In the past few decades, resampling and other Monte Carlo simulation methods have come to be used extensively in scientific research. But in contrast to the material in this book, simulation has mostly been used in situations so complex that mathematical methods have not yet been developed to handle them. Here are examples of such situations:

  1. Imagine a large train station such as Grand Central Terminal in New York or King’s Cross in London. We are responsible for planning the new station layout so that passengers can move as quickly as possible to and from their trains in rush-hour. It will likely be far too complicated to make formulas to represent the passenger flows, but we could use the computer to simulate passengers, and their movements, and try different potential layouts within the simulation.

  2. The Navy might want to know how long the average ship will have to wait for dock facilities. The time of completion varies from ship to ship, and the number of ships waiting in line for dock work varies over time. This problem can be handled quite easily with the experimental simulation method, but formal mathematical analysis would be difficult or impossible.

  3. What are the best tactics in baseball? Should one bunt? Should one put the best hitter up first, or later? By trying out various tactics with dice or random numbers, Earnshaw Cook (in his book Percentage Baseball), found that it is best never to bunt, and the highest-average hitter should be put up first, in contrast to usual practice. Finding this answer would have been much more difficult with the analytic method.

  4. Which search pattern will yield the best results for a ship searching for a school of fish? Trying out “models” of various search patterns with simulation can provide a fast answer.

  5. What strategy in the game of Monopoly will be most likely to win?
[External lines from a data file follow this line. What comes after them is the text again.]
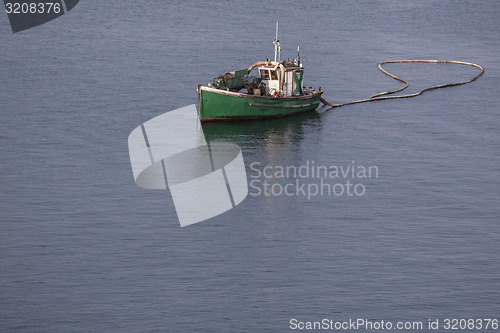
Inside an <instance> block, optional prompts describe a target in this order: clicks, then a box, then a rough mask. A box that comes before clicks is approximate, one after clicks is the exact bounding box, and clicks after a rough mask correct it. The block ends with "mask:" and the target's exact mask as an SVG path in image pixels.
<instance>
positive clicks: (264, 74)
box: [260, 69, 269, 80]
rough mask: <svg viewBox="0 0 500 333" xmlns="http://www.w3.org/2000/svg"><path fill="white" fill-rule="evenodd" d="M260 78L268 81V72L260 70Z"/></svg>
mask: <svg viewBox="0 0 500 333" xmlns="http://www.w3.org/2000/svg"><path fill="white" fill-rule="evenodd" d="M260 78H261V79H262V80H269V71H268V70H267V69H260Z"/></svg>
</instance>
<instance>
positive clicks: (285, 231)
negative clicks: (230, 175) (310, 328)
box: [0, 0, 500, 332]
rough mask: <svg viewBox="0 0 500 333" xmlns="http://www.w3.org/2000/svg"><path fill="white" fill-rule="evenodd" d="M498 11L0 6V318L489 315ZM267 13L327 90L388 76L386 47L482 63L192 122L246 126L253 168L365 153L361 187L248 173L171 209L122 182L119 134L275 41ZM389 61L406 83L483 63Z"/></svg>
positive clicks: (136, 324)
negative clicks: (468, 78)
mask: <svg viewBox="0 0 500 333" xmlns="http://www.w3.org/2000/svg"><path fill="white" fill-rule="evenodd" d="M499 17H500V2H498V1H475V2H470V1H431V0H424V1H411V2H410V1H404V2H403V1H389V0H388V1H340V2H337V1H336V2H330V1H305V2H302V3H285V2H272V1H266V2H253V1H244V2H239V1H236V2H235V1H217V2H210V1H172V2H171V1H136V2H128V1H117V0H108V1H91V0H87V1H81V2H80V3H79V4H78V5H77V6H76V7H75V8H74V9H73V10H72V11H71V12H70V13H68V14H67V15H64V16H62V17H60V18H58V19H56V20H54V21H51V22H49V23H46V24H43V25H41V26H38V27H36V28H33V29H29V30H26V31H23V32H20V33H16V34H13V33H12V32H11V30H10V26H9V21H8V18H7V15H4V14H0V60H1V65H0V116H1V121H0V165H1V178H0V189H1V191H0V332H289V331H292V330H291V327H290V320H291V319H294V318H295V319H297V320H298V321H303V322H306V321H320V320H322V319H324V318H327V319H332V320H337V321H348V320H349V319H353V320H356V319H357V318H364V319H367V320H373V321H380V320H385V321H392V322H394V323H396V322H397V321H421V322H423V323H424V331H425V328H426V326H425V325H427V322H428V320H429V319H431V320H435V319H439V320H440V325H442V324H443V321H444V319H446V318H458V319H461V318H465V319H470V318H473V319H480V318H491V319H495V318H497V319H499V314H500V246H499V244H500V108H499V96H500V88H499V87H500V78H499V71H500V63H499V61H498V60H499V51H500V38H499V36H500V20H499V19H498V18H499ZM276 21H279V23H280V35H279V39H280V40H281V44H282V47H283V51H282V57H285V58H287V57H290V58H292V57H295V56H296V48H297V45H300V50H301V59H302V61H303V64H304V66H305V75H304V80H305V83H306V85H308V86H313V87H315V88H316V87H318V86H321V87H322V90H323V91H324V95H323V96H324V98H326V99H327V100H329V101H332V102H336V103H338V102H345V101H350V100H353V99H359V98H366V97H368V96H370V95H371V94H374V93H377V92H382V91H386V90H390V89H395V88H397V87H399V86H400V83H399V82H397V81H394V80H392V79H391V78H389V77H387V76H385V75H384V74H382V73H381V72H380V71H379V70H378V69H377V66H376V64H377V63H378V62H380V61H384V60H391V59H450V60H459V61H470V62H474V63H478V64H480V65H482V66H484V67H485V68H486V72H485V74H484V75H483V76H482V77H481V78H479V79H478V80H477V81H475V82H473V83H471V84H468V85H463V86H458V87H452V88H446V89H439V90H434V91H430V92H426V93H424V94H423V95H421V96H419V97H416V98H411V99H404V100H392V101H380V102H373V103H366V104H357V105H351V106H345V107H342V108H338V109H333V110H328V108H325V107H321V108H319V109H318V112H312V113H308V114H303V115H299V116H294V117H288V118H283V119H278V120H269V121H257V122H255V121H254V122H240V123H233V124H208V125H206V126H204V131H205V135H206V136H207V139H208V140H214V141H217V140H224V141H227V142H232V143H236V144H237V145H239V146H240V148H241V150H242V153H243V157H244V160H245V165H246V167H247V175H248V180H249V182H250V181H252V180H254V179H260V180H263V177H262V176H261V177H260V178H258V171H256V169H257V170H260V171H262V169H263V168H264V167H265V166H270V167H273V168H274V169H273V170H276V168H275V167H276V166H284V167H286V166H294V167H296V168H299V167H301V166H306V165H308V164H309V165H311V164H312V163H314V165H316V166H338V167H340V166H343V167H348V166H365V167H369V166H376V168H377V170H378V173H377V175H376V177H375V176H374V175H372V177H366V178H358V177H354V179H352V177H351V178H349V179H350V180H351V182H352V183H356V184H357V183H361V184H362V185H363V186H364V189H365V191H364V193H363V195H352V196H349V195H347V194H344V195H339V196H336V195H316V196H312V197H310V198H309V199H308V198H307V197H306V196H304V195H302V194H300V193H299V194H298V195H290V196H288V195H270V196H265V195H263V194H261V195H256V192H257V191H256V190H255V189H250V194H249V196H248V197H247V198H246V199H245V200H244V201H243V202H242V203H241V204H240V205H238V206H237V207H235V208H234V209H232V210H230V211H228V212H226V213H224V214H222V215H219V216H217V217H214V218H212V219H210V220H207V221H204V222H202V223H198V224H196V225H192V226H189V227H185V228H181V227H180V226H179V223H178V219H177V215H176V211H175V207H174V204H173V201H172V197H171V194H170V193H169V191H168V190H167V191H148V190H143V189H140V188H138V187H137V186H136V184H135V183H134V179H133V176H132V170H131V166H130V160H129V155H128V147H127V138H128V135H129V133H130V132H131V131H132V130H133V129H134V128H136V127H137V126H139V125H140V124H142V123H144V122H145V121H147V120H149V119H151V118H153V117H155V116H158V115H160V114H163V113H165V112H168V111H170V110H174V109H177V108H180V107H183V106H185V105H189V104H193V103H196V85H197V84H198V83H202V84H206V83H207V82H209V81H211V79H212V78H213V77H215V76H218V75H220V74H223V73H225V72H227V71H231V70H238V69H242V68H246V67H248V66H249V65H251V64H252V63H253V62H256V61H260V60H265V59H266V58H272V57H273V49H272V40H273V38H274V33H275V31H274V29H275V22H276ZM386 68H387V69H388V70H390V71H391V72H393V73H394V74H396V75H399V76H402V77H404V78H405V79H408V80H409V81H410V87H409V88H408V89H407V91H408V92H416V91H418V90H420V89H423V88H425V87H427V86H429V85H435V84H441V83H447V82H450V81H451V82H453V81H461V80H466V79H468V78H470V77H472V76H474V75H475V74H476V73H477V69H474V68H469V67H466V66H460V65H450V64H390V65H387V66H386ZM252 163H253V166H254V167H253V168H251V167H250V165H251V164H252ZM278 176H279V175H272V177H271V179H270V180H269V181H270V182H272V183H273V184H281V185H283V186H284V185H286V184H288V183H290V182H294V181H296V179H293V177H288V178H286V177H285V178H280V177H278ZM299 180H300V181H301V182H303V183H304V184H306V186H307V185H310V184H316V185H317V184H319V182H320V179H319V178H315V177H302V178H300V179H299ZM327 180H328V181H329V182H330V183H337V182H340V183H345V179H343V178H340V179H330V178H329V179H327ZM255 184H256V183H254V185H255ZM360 189H361V187H358V190H360ZM440 329H441V330H442V329H443V326H440ZM469 331H475V329H472V330H469Z"/></svg>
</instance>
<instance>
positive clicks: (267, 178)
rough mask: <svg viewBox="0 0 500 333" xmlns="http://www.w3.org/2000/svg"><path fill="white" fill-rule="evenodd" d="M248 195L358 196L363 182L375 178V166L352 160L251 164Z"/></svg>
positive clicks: (259, 195)
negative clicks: (341, 161) (360, 162)
mask: <svg viewBox="0 0 500 333" xmlns="http://www.w3.org/2000/svg"><path fill="white" fill-rule="evenodd" d="M249 177H250V181H249V195H251V196H261V195H264V196H274V197H276V196H288V197H291V196H302V197H305V198H306V199H307V200H311V199H312V198H314V197H317V196H330V197H340V196H349V197H361V196H363V195H365V194H366V191H367V189H366V185H365V182H366V180H369V179H378V177H379V168H378V166H376V165H366V166H365V165H361V164H357V163H356V162H355V161H354V160H353V161H351V162H350V163H345V164H329V165H325V164H319V163H316V162H315V161H306V162H305V163H303V164H302V165H299V166H296V165H263V164H262V163H260V162H253V163H250V174H249Z"/></svg>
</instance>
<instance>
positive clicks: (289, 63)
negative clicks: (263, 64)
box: [258, 61, 304, 97]
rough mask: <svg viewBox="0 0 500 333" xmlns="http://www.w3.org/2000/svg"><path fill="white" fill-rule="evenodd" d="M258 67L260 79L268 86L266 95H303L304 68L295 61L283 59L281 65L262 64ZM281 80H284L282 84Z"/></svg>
mask: <svg viewBox="0 0 500 333" xmlns="http://www.w3.org/2000/svg"><path fill="white" fill-rule="evenodd" d="M258 69H259V76H260V79H261V80H262V83H263V84H264V85H265V87H266V95H268V96H282V97H291V96H301V95H302V93H303V83H302V79H303V76H304V68H302V67H301V66H299V65H296V64H295V63H294V62H286V61H283V62H282V63H281V65H280V64H278V65H275V66H272V65H262V66H258ZM282 75H283V76H284V77H283V79H281V76H282ZM281 80H283V84H282V86H281V82H282V81H281Z"/></svg>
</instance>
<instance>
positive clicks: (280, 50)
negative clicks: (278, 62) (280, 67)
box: [273, 22, 281, 62]
mask: <svg viewBox="0 0 500 333" xmlns="http://www.w3.org/2000/svg"><path fill="white" fill-rule="evenodd" d="M273 45H274V62H276V58H277V59H278V60H277V61H278V62H279V61H280V57H281V44H280V41H279V40H278V22H276V38H275V39H274V42H273Z"/></svg>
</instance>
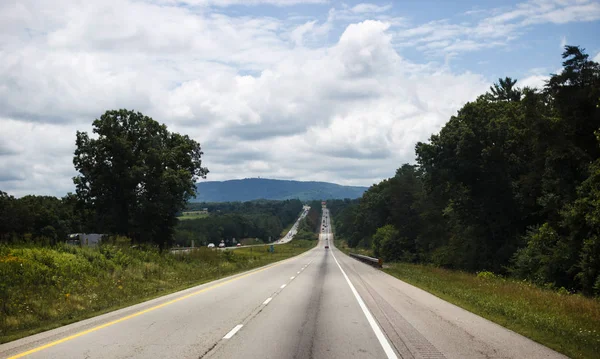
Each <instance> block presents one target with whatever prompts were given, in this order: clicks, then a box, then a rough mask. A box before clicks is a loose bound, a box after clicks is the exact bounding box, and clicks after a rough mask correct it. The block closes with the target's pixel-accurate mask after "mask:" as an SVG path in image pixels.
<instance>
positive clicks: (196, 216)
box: [177, 212, 208, 221]
mask: <svg viewBox="0 0 600 359" xmlns="http://www.w3.org/2000/svg"><path fill="white" fill-rule="evenodd" d="M206 217H208V213H201V212H195V213H189V214H184V215H181V216H178V217H177V219H178V220H180V221H187V220H190V219H199V218H206Z"/></svg>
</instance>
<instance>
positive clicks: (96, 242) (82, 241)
mask: <svg viewBox="0 0 600 359" xmlns="http://www.w3.org/2000/svg"><path fill="white" fill-rule="evenodd" d="M103 236H104V234H99V233H73V234H69V240H68V241H67V243H69V244H76V245H80V246H82V247H84V246H85V247H95V246H97V245H98V244H99V243H100V241H101V240H102V237H103Z"/></svg>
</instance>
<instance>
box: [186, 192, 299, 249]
mask: <svg viewBox="0 0 600 359" xmlns="http://www.w3.org/2000/svg"><path fill="white" fill-rule="evenodd" d="M201 208H208V211H209V213H210V216H208V217H206V218H198V219H189V220H185V221H180V222H179V224H178V225H177V227H176V228H175V243H176V244H178V245H181V246H190V245H191V243H192V240H193V241H194V243H195V244H196V245H206V244H208V243H214V244H215V245H216V244H218V243H219V242H221V240H224V241H225V243H226V244H227V245H232V244H233V243H234V242H233V240H234V239H235V241H236V242H239V241H240V240H242V239H245V238H258V239H259V240H261V241H263V242H272V241H275V240H277V239H279V236H280V234H281V232H282V231H283V229H284V228H285V227H287V226H288V225H290V224H291V223H293V222H295V221H296V219H297V218H298V215H299V214H300V212H301V211H302V202H301V201H300V200H297V199H296V200H286V201H251V202H225V203H191V204H189V205H188V209H190V210H197V209H201Z"/></svg>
The simulation method systematically plays many games (with a computer) testing various strategies to find the best one.

But those five examples are all complex problems. This book and its earlier editions break new ground by using this method for simple rather than complex problems, especially in statistics rather than pure probability, and in teaching beginning rather than advanced students to solve problems this way. (Here it is necessary to emphasize that the resampling method is used to solve the problems themselves rather than as a demonstration device to teach the notions found in the standard conventional approach. Simulation has been used in elementary courses in the past, but only to demonstrate the operation of the analytical mathematical ideas. That is very different than using the resampling approach to solve statistics problems themselves, as is done here.)

Once we get rid of the formulas and tables, we can see that statistics is a matter of clear thinking, not fancy mathematics. Then we can get down to the business of learning how to do that clear statistical thinking, and putting it to work for you. The study of probability is purely mathematics (though not necessarily formulas) and technique. But statistics has to do with meaning. For example, what is the meaning of data showing an association just discovered between a type of behavior and a disease? Of differences in the pay of men and women in your firm? Issues of causation, acceptability of control, and design of experiments cannot be reduced to technique. This is “philosophy” in the fullest sense. Probability and statistics calculations are just one input. Resampling simulation enables us to get past issues of mathematical technique and focus on the crucial statistical elements of statistical problems.

We hope you will find, as you read through the chapters, that the resampling way of thinking is a good way to think about the more traditional statistical methods that some of you may already know. Our approach will be to use resampling to understand the ideas, and then apply this understanding to reason about traditional methods. You may also find that the resampling methods are not only easier to understand — they are often more useful, because they are so general in their application.